ST. PETERSBURG — When the city is done remaking the Pier, spending between $60 million and $92 million, it will be overhauled in one of three ways:
It will look pretty much the way it does now.
It will be closer to shore.
It will be on land.
Those are the options that were "narrowed" down by a task force on Friday. The 20 members spent about a year holding meetings and public hearings to consider various ways to rebuild the structurally and financially shaky Pier. In making their final picks, which they will submit to the City Council, they eliminated three other options.
But the options that remain are so broad that the city is no closer to having a clue as to what its tourist landmark will look like in the future once $50 million is made available for the project in 2012.
"This is a committee that met at least three times a month and did an extensive amount of work," said City Council Chairwoman Leslie Curran, who sat on the task force. "And what did we come up with? Three very different recommendations. Council will be surprised when they see that it's not as narrowed down as they hoped it would be."
Yet narrowing the focus was never the intent of the task force, said Chris Ballestra, the city's director of downtown enterprise facilities, who manages the task force.
"The task force isn't required to narrow it down to one alternative," Ballestra said. "Members are there to point out the benefits and negatives of the alternates that are available."

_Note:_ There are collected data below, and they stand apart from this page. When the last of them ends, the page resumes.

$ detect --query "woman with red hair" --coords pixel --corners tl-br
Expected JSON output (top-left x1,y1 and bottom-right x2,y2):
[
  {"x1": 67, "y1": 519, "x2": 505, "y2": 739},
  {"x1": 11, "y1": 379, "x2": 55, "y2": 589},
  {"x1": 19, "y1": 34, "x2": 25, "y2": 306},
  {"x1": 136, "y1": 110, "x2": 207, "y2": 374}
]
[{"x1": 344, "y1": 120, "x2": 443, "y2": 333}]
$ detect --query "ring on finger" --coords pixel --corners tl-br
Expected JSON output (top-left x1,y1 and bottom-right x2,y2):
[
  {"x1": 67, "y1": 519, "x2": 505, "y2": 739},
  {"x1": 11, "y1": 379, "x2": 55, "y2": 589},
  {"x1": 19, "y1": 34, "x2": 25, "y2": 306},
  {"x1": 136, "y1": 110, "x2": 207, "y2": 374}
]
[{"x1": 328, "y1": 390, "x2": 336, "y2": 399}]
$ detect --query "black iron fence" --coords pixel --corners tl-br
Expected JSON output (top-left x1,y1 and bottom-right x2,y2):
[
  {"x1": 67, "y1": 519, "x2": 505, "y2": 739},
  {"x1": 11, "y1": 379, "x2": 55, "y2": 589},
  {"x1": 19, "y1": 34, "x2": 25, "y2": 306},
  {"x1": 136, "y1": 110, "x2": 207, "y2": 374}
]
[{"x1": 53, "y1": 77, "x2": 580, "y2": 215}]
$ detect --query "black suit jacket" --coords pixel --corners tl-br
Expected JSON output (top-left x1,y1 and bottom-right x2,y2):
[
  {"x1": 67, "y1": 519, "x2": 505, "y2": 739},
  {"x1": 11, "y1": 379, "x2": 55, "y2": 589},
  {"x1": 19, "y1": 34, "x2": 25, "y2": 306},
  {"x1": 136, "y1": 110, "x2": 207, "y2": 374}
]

The task force's recommendations to the council, which are due May 20, will also include an array of other ideas, such as creating about 50 boat slips along the Pier; hanging a gondola (think ski lift) that links parking garages to the Pier; searching worldwide for an architect; building a swing bridge that would connect the approach to Vinoy Park; and paving the causeway approach, an idea favored by the chairman of the task force, Randy Wedding.
On top of that, each task force member will be asked to submit his or her own recommendations. Ed Montanari, the vice chairman, has four pages of recommendations, including a monorail that connects BayWalk to the Pier.
Each task force subcommittee made recommendations that will be reviewed by the council, too. And don't forget the more than one thousand comments made online by the public that are part of the record council members may consider.
"A committee is the wrong way to do this," said former mayoral candidate Scott Wagman, who didn't sit on the task force. "Getting a Pier that will do what we want requires vision and leadership, which is exactly what you don't get with a committee."
After the meeting, Mayor Bill Foster spoke with Wedding about how he thought the task force was coming along.
"It's a little like herding cats," said Wedding. "But it's not too bad."